Yosemite includes a number of helpful features, many of which will benefit all owners of Apple's computers. But not everyone will be able to take advantage of everything Yosemite brings to the table -- in order to do so, Mac users will also need to own Apple's mobile devices.
Collectively, Apple refers to Yosemite's iOS integration as "Continuity."
Continuity is composed of a number of individual features that allow Apple's iPhones and iPads to work well with Apple's Macs. Examples include Handoff (allowing iPhone owners to do things like compose an email on their phone, then quickly finish it on their Mac) and call integration (letting Mac owners receive and respond to phone calls from their computer).
Many owners of Apple's Macs also own Apple's mobile devices, but many buyers of Apple's mobile devices don't own a Mac. According to a recent survey from Consumer Intelligence Research Partners, just one-quarter of the consumers who recently purchased an iPad owned a Mac, and only 28% of iPhone buyers had an Apple-made PC.
Given the relative market share of Microsoft's Windows, it's likely that many iPhone owners use a Windows-powered PC. As Continuity rolls out this fall, and Apple continues to support it, Windows PC owners that have an iPhone or iPad could eventually be enticed to make the switch.
Google has its own version of Continuity
Google unveiled some Continuity-like features of its own at its developers conference on Wednesday. Chromebooks, the laptops powered by Google's web-dependent operating system, will soon be able to interface with nearby Android handsets.
Like Apple's Macs, Google's Chromebooks will give their owners the ability to answer calls from their laptop. Chromebooks will also unlock instantly when they detect that their owner's Android handset is nearby.
Google won't be able to match Apple's Handoff right away, but intends to eventually offer something similar. Google announced that it will bring Android apps to Chrome OS at some unspecified future date -- and when it does, apps installed on the Chromebook could easily interface with the apps on the owner's Android-powered handset.
Microsoft's mobile efforts continue to struggle
Microsoft hasn't announced anything like Continuity for Windows Phone, but even if it does, it may have a difficult time driving adoption.
Microsoft has been supporting Windows Phone for years, but despite spending billions, has relatively little to show for it. According to research firm Canalys, Microsoft's smartphone operating system powered just 3% of the phones sold worldwide in the first quarter (Apple's iOS took 16%, and Google's Android accounted for 81%).
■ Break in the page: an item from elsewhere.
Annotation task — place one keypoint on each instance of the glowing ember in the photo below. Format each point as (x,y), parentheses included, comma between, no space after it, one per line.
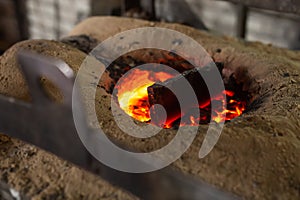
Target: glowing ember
(132,92)
(132,97)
If it had pushed something like Continuity years ago, Microsoft may have been able to drive Windows Phone adoption. As it stands, smartphones appear to have overtaken traditional PCs in importance -- according to ExactTarget, 85% of smartphone owners say that mobile computing is a central part of their day-to-day life, and they tend to use their smartphone an average of 3.3 hours per day.
It won't happen overnight, but the increasing integration between Apple and Google's mobile devices and their desktop operating systems stands to put further pressure on Microsoft's Windows. Unless Microsoft can gain a foothold in the smartphone market, Apple's Macs and Google's Chromebooks could slowly chip away at Microsoft's Windows.